Per quanto riguarda gli sbocchi professionali ci sono diverse possibilità: i settori sono quelli della pubblica amministrazione, delle organizzazioni non governative e del terzo settore, le istituzioni educative, il sistema della cooperazione sociale e culturale, e le organizzazioni internazionali.
Tra figure professionali individuabili ci sono: il mediatore di conflitti; l’operatore di peace-keeping e della cooperazione; monitore dei diritti umani; osservatore elettorale; facilitatore dei processi di democratizzazione; coordinatore di azioni umanitarie; ricercatore della pace; formatore nel settore di educazione alla pace.
In particolare, «la figura del mediatore è qualcosa di molto diverso dalle figure professionali già esistenti» spiega Gallo. «Diverso da quello di avvocati e giuristi, diverso dall’arbitro, cui è data l’autorità di decidere al posto delle parti che hanno accettato di delegare a tale figura una parte del potere di scelta; diverso dal giudice di pace che ha il compito di riconoscere chi ha ragione e chi ha torto.
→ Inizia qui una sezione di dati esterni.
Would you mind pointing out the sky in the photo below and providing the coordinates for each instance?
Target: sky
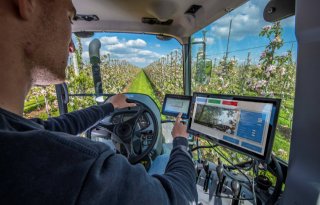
(247, 22)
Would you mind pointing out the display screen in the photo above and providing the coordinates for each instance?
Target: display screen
(175, 104)
(242, 124)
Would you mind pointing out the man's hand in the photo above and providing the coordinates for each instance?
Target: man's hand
(179, 129)
(120, 101)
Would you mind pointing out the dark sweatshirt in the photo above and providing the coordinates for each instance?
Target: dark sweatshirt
(43, 162)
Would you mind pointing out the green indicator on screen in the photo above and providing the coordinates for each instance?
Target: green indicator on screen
(214, 101)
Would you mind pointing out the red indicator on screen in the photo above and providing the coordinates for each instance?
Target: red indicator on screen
(232, 103)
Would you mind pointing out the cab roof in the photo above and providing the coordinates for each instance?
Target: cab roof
(175, 18)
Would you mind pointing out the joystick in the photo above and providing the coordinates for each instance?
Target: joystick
(235, 187)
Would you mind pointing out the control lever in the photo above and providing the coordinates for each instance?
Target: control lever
(235, 187)
(221, 177)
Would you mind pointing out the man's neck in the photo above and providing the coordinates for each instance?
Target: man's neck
(15, 80)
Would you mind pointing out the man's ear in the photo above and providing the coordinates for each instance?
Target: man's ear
(26, 8)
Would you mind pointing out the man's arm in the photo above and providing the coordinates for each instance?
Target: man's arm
(113, 180)
(78, 121)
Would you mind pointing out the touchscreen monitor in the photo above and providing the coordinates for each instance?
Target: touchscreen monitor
(245, 124)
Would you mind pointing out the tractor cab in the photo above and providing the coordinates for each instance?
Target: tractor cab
(243, 73)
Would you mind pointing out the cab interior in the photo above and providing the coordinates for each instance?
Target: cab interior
(193, 64)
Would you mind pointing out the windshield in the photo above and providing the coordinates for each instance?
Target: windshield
(241, 54)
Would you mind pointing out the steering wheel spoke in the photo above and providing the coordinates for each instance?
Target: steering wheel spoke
(128, 133)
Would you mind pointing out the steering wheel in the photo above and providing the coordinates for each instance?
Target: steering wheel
(128, 133)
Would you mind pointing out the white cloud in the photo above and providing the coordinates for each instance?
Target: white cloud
(136, 43)
(210, 40)
(136, 60)
(245, 21)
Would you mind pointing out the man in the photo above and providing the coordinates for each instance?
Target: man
(40, 161)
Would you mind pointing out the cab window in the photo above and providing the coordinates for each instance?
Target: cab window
(241, 54)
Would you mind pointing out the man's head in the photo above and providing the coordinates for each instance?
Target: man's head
(40, 31)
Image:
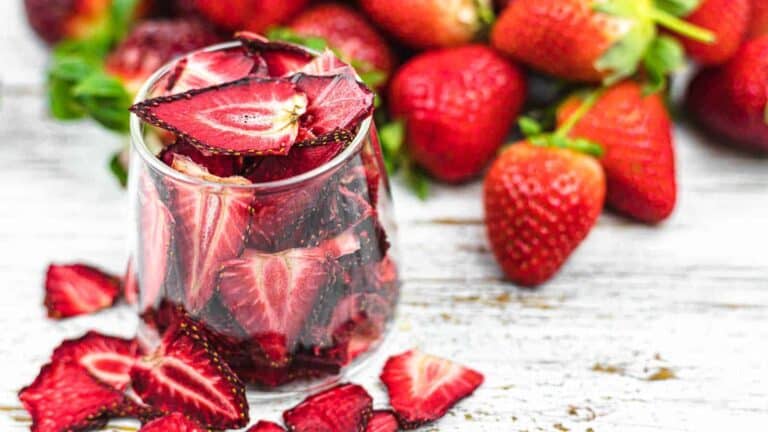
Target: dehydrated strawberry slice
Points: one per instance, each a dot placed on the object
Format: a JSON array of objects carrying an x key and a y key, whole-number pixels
[
  {"x": 208, "y": 68},
  {"x": 109, "y": 359},
  {"x": 250, "y": 116},
  {"x": 265, "y": 426},
  {"x": 272, "y": 294},
  {"x": 175, "y": 422},
  {"x": 185, "y": 375},
  {"x": 382, "y": 421},
  {"x": 334, "y": 102},
  {"x": 212, "y": 227},
  {"x": 65, "y": 397},
  {"x": 344, "y": 408},
  {"x": 422, "y": 388},
  {"x": 77, "y": 289},
  {"x": 155, "y": 238}
]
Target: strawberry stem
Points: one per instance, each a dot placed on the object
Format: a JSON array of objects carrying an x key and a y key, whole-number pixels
[{"x": 679, "y": 26}]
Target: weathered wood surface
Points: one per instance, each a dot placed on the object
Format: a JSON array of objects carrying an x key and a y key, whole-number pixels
[{"x": 689, "y": 297}]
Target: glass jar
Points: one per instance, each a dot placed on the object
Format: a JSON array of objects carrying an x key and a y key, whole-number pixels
[{"x": 294, "y": 282}]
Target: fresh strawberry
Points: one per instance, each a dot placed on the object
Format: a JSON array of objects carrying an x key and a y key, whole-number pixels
[
  {"x": 344, "y": 408},
  {"x": 728, "y": 20},
  {"x": 583, "y": 40},
  {"x": 422, "y": 388},
  {"x": 271, "y": 295},
  {"x": 540, "y": 203},
  {"x": 108, "y": 359},
  {"x": 383, "y": 421},
  {"x": 430, "y": 23},
  {"x": 175, "y": 422},
  {"x": 77, "y": 289},
  {"x": 212, "y": 225},
  {"x": 208, "y": 68},
  {"x": 151, "y": 44},
  {"x": 458, "y": 105},
  {"x": 251, "y": 15},
  {"x": 730, "y": 100},
  {"x": 65, "y": 397},
  {"x": 250, "y": 116},
  {"x": 265, "y": 426},
  {"x": 185, "y": 375},
  {"x": 350, "y": 34},
  {"x": 635, "y": 132},
  {"x": 156, "y": 234}
]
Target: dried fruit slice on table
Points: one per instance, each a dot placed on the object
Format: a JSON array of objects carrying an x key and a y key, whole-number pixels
[
  {"x": 422, "y": 388},
  {"x": 185, "y": 375},
  {"x": 212, "y": 225},
  {"x": 78, "y": 289},
  {"x": 271, "y": 294},
  {"x": 108, "y": 359},
  {"x": 254, "y": 115},
  {"x": 344, "y": 408}
]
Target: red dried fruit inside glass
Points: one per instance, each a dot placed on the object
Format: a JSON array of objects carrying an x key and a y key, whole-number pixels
[
  {"x": 78, "y": 289},
  {"x": 344, "y": 408}
]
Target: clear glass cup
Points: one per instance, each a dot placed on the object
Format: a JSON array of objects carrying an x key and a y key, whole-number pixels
[{"x": 303, "y": 295}]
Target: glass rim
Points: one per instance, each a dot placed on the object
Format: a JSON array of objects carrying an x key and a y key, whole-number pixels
[{"x": 138, "y": 143}]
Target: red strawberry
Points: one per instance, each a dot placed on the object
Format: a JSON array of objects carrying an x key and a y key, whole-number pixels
[
  {"x": 65, "y": 397},
  {"x": 639, "y": 160},
  {"x": 349, "y": 34},
  {"x": 579, "y": 40},
  {"x": 422, "y": 388},
  {"x": 185, "y": 375},
  {"x": 430, "y": 23},
  {"x": 271, "y": 295},
  {"x": 108, "y": 359},
  {"x": 175, "y": 422},
  {"x": 212, "y": 225},
  {"x": 383, "y": 421},
  {"x": 155, "y": 239},
  {"x": 77, "y": 289},
  {"x": 730, "y": 100},
  {"x": 728, "y": 20},
  {"x": 208, "y": 68},
  {"x": 458, "y": 105},
  {"x": 153, "y": 43},
  {"x": 344, "y": 408},
  {"x": 250, "y": 116},
  {"x": 265, "y": 426},
  {"x": 251, "y": 15},
  {"x": 540, "y": 203}
]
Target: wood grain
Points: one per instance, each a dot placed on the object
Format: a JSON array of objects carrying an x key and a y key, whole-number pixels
[{"x": 688, "y": 297}]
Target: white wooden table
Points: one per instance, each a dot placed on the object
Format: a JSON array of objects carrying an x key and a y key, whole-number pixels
[{"x": 635, "y": 303}]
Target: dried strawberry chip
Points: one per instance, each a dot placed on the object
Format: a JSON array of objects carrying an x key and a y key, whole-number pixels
[
  {"x": 108, "y": 359},
  {"x": 333, "y": 102},
  {"x": 155, "y": 238},
  {"x": 175, "y": 422},
  {"x": 185, "y": 375},
  {"x": 422, "y": 388},
  {"x": 77, "y": 289},
  {"x": 344, "y": 408},
  {"x": 265, "y": 426},
  {"x": 250, "y": 116},
  {"x": 382, "y": 421},
  {"x": 208, "y": 68},
  {"x": 65, "y": 397},
  {"x": 212, "y": 227},
  {"x": 272, "y": 294}
]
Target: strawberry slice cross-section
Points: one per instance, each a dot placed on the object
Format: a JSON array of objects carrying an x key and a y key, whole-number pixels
[
  {"x": 212, "y": 226},
  {"x": 256, "y": 116},
  {"x": 422, "y": 388},
  {"x": 272, "y": 294},
  {"x": 185, "y": 375}
]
Il compito del mediatore dei conflitti è piuttosto quello di cercare di capire quali sono gli interessi e le esigenze delle due parti, cercando di far scoprire alle diverse componenti che forse questi interessi possono produrre un punto d’incontro, cui magari le parti inizialmente non avevano pensato, vantaggioso per tutti.»
A livello istituzionale, si iniziano a delineare dei nuovi spazi: in Italia è già stata creata una segreteria di lavoro, che comprende tutto l’associazionismo, per la costituzione dei «Corpi Civili di pace» ed è stata costituita per la prima volta, all’interno del Ministero della difesa, una commissione di studio sulla difesa civile: questa è una spinta significativa rispetto alla maturazione di una legislazione ad hoc. «Naturalmente è una grossa scommessa» conclude Gallo. «Il processo è lungo, ma noi vogliamo arrivare in fondo. Penso che si possa cambiare le cose e che comunque vada fatto. Soprattutto non ci dobbiamo far paralizzare dal fatto che la realtà è troppo grande per essere cambiata».